Building an audience in the Periscope era
When I want to find a movie to watch, I usually search Netflix or iTunes or sometimes I might thumb through the pages on Amazon Prime.
But whatever I do, there will likely be a recommendation engine running in the background racking up clock-cycles as it sorts through a content catalogue trying to work out what choices to offer me.
The sequence of events is simple: I express a requirement (to watch a movie); the system attempts to fulfil requirement (selects a list of movies I might like); I choose one to watch (or not)
I like to summarise this approach as “User goes in search of something to watch”
It works great when the range of available content is fairly static. New movies get added occasionally and others drop off through expiring rights windows — but otherwise nothing much changes.
The system is perfectly happy just sitting there waiting for users to send it requests to find something good to watch.
However, the situation is somewhat different (and more problematic) with live user generated content on platforms such as Periscope and Meerkat.
Here, the fleeting nature of live content means that the audience for a clip consists of those users who happened to be looking for something like it the moment the stream started up.
Relying on the coincidence of interested users finding interesting content to build an audience for your live content is as good (or bad) as leaving it to chance and hope.
While live UGC is often casual and off the cuff, this spontaneity can make it feel truly genuine, highly personal and potentially valuable. But clearly, getting this content in front of the people who will appreciate it most is not something a traditional recommendation system or blind luck can really accomplish.

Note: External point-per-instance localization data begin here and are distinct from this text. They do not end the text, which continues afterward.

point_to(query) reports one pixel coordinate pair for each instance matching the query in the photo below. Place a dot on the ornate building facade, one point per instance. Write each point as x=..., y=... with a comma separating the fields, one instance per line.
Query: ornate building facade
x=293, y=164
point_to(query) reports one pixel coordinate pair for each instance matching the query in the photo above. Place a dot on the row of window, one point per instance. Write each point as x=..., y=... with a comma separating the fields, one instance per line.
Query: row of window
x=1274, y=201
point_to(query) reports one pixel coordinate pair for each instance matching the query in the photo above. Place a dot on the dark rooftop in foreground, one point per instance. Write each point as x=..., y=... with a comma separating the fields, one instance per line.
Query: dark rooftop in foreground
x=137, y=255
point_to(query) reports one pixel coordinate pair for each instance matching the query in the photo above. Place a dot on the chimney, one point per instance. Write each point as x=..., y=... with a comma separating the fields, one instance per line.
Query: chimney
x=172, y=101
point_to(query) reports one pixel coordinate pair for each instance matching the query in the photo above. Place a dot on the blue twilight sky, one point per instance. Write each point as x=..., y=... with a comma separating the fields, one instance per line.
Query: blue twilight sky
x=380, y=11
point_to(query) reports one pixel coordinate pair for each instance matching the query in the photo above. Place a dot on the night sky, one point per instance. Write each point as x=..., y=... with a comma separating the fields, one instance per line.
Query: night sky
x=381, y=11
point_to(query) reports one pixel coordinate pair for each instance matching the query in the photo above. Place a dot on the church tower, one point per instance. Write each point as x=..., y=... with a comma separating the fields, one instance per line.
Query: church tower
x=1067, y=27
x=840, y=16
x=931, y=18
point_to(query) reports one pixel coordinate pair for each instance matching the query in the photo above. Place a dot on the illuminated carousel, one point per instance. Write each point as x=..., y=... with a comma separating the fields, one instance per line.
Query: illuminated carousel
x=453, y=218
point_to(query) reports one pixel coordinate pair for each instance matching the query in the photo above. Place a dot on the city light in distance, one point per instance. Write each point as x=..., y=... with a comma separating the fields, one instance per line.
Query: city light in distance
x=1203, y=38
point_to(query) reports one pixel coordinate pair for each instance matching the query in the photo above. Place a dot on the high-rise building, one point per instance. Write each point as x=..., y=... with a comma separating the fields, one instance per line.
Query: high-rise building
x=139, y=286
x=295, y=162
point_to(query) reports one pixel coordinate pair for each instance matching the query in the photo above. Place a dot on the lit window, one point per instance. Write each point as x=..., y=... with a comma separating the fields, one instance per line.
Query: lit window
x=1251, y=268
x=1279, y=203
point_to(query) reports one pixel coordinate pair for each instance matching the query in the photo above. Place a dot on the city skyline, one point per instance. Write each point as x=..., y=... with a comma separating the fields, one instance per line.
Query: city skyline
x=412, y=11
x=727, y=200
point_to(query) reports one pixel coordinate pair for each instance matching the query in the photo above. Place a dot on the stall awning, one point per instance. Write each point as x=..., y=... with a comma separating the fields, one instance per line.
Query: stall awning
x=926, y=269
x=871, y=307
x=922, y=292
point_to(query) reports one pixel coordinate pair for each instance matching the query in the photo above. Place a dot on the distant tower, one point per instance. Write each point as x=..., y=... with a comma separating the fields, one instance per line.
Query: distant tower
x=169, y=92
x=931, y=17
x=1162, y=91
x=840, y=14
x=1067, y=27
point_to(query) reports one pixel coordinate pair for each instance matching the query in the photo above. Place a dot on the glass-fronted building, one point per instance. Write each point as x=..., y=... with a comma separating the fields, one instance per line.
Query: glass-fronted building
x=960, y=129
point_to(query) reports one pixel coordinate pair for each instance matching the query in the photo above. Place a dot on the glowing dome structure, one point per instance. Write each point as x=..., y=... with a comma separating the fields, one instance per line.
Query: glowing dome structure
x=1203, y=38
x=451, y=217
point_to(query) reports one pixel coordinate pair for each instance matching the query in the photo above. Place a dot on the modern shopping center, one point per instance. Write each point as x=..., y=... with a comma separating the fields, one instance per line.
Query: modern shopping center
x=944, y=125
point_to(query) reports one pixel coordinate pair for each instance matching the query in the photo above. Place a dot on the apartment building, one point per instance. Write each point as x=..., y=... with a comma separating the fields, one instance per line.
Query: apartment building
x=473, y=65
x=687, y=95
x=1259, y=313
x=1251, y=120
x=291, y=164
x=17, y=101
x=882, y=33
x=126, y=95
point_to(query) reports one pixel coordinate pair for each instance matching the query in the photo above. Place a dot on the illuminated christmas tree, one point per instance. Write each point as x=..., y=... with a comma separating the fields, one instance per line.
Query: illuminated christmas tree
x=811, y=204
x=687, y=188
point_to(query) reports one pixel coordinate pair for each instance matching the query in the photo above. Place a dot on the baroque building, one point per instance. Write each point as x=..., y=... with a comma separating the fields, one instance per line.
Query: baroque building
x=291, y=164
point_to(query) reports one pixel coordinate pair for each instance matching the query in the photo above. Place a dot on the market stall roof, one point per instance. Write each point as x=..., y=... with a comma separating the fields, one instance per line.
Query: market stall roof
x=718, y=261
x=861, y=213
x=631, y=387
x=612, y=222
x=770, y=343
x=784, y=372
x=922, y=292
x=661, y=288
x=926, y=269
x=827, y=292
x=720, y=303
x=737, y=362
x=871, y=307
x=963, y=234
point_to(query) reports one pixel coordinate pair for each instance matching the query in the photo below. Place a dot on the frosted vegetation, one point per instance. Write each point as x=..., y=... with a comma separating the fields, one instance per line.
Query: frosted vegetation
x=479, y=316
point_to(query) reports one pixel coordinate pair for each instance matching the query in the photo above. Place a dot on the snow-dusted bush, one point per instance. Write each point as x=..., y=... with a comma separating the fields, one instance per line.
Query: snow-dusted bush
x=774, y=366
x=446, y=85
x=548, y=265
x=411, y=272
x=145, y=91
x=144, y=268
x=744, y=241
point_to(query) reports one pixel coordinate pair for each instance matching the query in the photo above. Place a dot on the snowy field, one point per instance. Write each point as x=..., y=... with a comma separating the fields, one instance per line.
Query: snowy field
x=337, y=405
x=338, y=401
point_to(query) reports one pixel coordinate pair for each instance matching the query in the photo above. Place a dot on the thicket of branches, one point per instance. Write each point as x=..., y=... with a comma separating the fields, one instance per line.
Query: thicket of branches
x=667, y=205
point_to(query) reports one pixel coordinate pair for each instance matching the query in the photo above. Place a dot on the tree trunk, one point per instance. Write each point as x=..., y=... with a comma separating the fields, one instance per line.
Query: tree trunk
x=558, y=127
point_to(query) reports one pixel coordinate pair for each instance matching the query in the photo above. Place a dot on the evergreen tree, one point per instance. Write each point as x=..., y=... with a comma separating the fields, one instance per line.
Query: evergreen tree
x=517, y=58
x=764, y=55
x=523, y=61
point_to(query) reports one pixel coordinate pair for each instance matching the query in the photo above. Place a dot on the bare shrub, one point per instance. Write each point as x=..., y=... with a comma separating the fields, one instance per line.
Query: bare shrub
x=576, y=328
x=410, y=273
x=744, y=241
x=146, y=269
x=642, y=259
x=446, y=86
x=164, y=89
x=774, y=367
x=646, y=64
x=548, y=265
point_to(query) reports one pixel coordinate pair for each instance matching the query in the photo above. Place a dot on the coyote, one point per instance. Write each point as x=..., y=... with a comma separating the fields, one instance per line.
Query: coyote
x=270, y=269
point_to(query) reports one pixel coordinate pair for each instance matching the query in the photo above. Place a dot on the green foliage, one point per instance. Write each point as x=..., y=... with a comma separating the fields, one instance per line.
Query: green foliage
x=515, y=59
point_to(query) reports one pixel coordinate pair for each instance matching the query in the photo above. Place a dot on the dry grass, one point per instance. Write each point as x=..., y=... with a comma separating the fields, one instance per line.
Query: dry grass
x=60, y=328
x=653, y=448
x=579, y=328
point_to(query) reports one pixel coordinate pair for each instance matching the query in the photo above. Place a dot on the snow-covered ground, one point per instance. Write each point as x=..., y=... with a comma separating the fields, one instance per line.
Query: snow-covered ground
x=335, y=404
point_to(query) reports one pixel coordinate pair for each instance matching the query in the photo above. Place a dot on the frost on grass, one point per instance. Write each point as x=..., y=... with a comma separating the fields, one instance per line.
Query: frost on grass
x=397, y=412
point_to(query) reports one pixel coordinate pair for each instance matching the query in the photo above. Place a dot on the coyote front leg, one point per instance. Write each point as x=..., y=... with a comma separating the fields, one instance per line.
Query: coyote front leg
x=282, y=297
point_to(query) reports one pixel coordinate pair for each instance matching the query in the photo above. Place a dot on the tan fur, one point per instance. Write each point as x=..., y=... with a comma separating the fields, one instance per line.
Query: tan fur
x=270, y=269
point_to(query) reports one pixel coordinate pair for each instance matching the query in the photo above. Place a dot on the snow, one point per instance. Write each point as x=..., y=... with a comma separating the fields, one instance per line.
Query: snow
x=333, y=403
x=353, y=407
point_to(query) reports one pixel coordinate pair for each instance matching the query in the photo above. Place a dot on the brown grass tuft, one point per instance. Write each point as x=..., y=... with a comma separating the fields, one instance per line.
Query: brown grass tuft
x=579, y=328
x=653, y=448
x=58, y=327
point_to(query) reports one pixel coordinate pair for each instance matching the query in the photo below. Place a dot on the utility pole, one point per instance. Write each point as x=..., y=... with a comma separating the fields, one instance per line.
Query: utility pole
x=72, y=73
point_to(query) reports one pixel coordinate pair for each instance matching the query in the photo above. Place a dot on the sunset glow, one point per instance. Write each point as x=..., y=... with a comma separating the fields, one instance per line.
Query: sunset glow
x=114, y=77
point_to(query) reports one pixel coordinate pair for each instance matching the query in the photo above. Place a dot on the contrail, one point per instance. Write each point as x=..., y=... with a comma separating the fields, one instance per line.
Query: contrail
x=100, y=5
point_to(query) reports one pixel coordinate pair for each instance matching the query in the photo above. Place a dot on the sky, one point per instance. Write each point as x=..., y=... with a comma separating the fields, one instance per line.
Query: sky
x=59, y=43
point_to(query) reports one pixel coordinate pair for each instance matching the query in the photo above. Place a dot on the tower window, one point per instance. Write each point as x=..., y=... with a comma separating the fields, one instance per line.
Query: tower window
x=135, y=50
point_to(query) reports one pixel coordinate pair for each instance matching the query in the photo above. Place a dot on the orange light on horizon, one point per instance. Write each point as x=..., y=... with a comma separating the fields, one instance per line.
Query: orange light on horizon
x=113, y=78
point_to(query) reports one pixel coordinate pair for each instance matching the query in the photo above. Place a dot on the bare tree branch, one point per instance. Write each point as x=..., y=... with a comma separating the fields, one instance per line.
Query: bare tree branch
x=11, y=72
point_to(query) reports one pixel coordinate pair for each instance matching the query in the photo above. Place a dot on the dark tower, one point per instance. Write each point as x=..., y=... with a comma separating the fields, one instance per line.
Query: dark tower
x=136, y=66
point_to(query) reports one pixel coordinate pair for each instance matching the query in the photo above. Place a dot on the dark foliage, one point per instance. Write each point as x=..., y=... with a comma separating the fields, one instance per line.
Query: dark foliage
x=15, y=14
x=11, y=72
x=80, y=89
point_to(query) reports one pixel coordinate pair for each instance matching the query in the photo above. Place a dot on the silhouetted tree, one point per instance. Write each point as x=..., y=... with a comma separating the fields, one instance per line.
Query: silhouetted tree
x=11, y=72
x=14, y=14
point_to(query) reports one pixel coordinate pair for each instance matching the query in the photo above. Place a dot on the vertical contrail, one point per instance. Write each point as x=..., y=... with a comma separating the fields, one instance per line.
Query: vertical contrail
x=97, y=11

A different approach is required.
The “pull” method described earlier worked well in those circumstances because the range of content available was only lightly dependent on the time at which the request for recommendations was made.
With live content, the opposite is true: what’s available to watch is highly dependent on time. This suggests a “push” method might be a more valuable solution.
Consequently, I like to summarise this approach as “Content goes in search of an audience to watch it”
Whenever a hopeful user sparks up a new stream and begins to broadcast it to the world, it is important to start accumulating intelligence about it. The more detailed the better.
What’s being filmed?
Who’s in the frame?
What music’s in the background?
Where’s the action taking place?
What are people saying?
…you get the idea
This data can be used to match potential viewers with the subject matter based on viewing histories and social graphs. High quality matches should then trigger the despatch of notifications and the arrival of engaged viewers.
Facebook use a similar approach — if someone you follow starts streaming through their platform you receive an alert to go and watch.
However, this limits discoverability to those sources of content you already know you like. Once you’re there and watching, the experience is flawless but the value of any recommendation system that operates purely within this domain of known preferences is consequently constrained.
Better is the careful compilation of real-time stream metadata that will allow truly insightful and unexpected connections to be made between the familiar and the unknown.
In this way each and every new creator will be able to draw the ideal audience for each fresh piece of content they produce.